Become Partly a Dog

become partly a dog

We do seem to try to make our dogs into little people, don’t we? So, many times I hear (out of my mouth, if not someone else’s) “You know you’re not supposed to do that!” But why should the dog automatically know? Dogs have different values than we do! They have different ways of interacting, and doggie etiquette is sometimes very far apart from human manners.

One of the widest gulfs comes in the matter of “counter surfing” — or “coffee/kitchen/dining-room table” surfing. It’s the same thing to a dog. In the human mind, we “know” that the food on those areas belongs to us and expect the dog to know it, too — and respect that. But a dog’s DNA is programmed differntly; food is food and belongs to whoever is THERE.

In dog society, the “big dog” (i.e. leader) gets first dibs on all the good stuff, especially food. When the big dog is finished, s/he walks away. That means the food is up for grabs, and everyone else can squabble over it. Can you see how our dogs misunderstand our body language? We get up and leave a plate of yummy stuff on the coffee table while we go back into the kitchen to get a drink, and are surpised when WHAM, it’s gone by the time we get back! To a dog, the human was finished and signaled that the food was available to anybody who wanted it by going away!

We say, “Oh, she knew she shouldn’t do that — she was eating as fast as she could, and look how guilty she looks!” Okay, she was probably eating fast because it’s good stuff that she doesn’t get very often.

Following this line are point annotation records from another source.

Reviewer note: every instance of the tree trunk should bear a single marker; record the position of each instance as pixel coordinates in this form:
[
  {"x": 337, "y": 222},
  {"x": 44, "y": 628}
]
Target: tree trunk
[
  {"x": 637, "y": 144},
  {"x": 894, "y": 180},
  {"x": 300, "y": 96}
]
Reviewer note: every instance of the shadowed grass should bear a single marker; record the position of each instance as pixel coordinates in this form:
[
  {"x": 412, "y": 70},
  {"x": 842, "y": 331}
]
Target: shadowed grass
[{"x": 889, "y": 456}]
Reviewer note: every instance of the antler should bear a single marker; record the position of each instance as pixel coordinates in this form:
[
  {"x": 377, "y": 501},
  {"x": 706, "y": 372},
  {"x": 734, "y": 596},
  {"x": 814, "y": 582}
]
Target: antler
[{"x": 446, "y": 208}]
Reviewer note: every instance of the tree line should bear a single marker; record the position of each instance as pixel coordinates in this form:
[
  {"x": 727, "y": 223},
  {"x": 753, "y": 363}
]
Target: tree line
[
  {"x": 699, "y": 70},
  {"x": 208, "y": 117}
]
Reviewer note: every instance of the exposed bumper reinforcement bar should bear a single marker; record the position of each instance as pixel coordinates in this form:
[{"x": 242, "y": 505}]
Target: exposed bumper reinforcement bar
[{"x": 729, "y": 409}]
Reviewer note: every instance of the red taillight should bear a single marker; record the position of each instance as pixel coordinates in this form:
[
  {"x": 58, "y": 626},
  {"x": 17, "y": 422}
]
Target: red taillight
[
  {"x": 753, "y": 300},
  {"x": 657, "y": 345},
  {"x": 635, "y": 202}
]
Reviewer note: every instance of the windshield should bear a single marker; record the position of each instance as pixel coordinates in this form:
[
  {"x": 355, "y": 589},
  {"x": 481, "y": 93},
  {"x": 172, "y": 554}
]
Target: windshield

That guilty look is probably the result of the dog thinking something like, “my crazy human has yelled at me in the past for doing this, even though she’s saying it’s OK, so I’m cringing a bit in anticipation of some loud noise coming!”

Well, this entry has gone in a different direction than I originally planned when I posted that picture. What I was planning to say was more on the order of — why do we want to teach our dogs to be human with all our hang-ups and neuroses? Wouldn’t it be better for them and US, if we could borrow some of a dog’s live-for-today and enjoy-what-comes-to-the-fullest philosophy? I’m going to try!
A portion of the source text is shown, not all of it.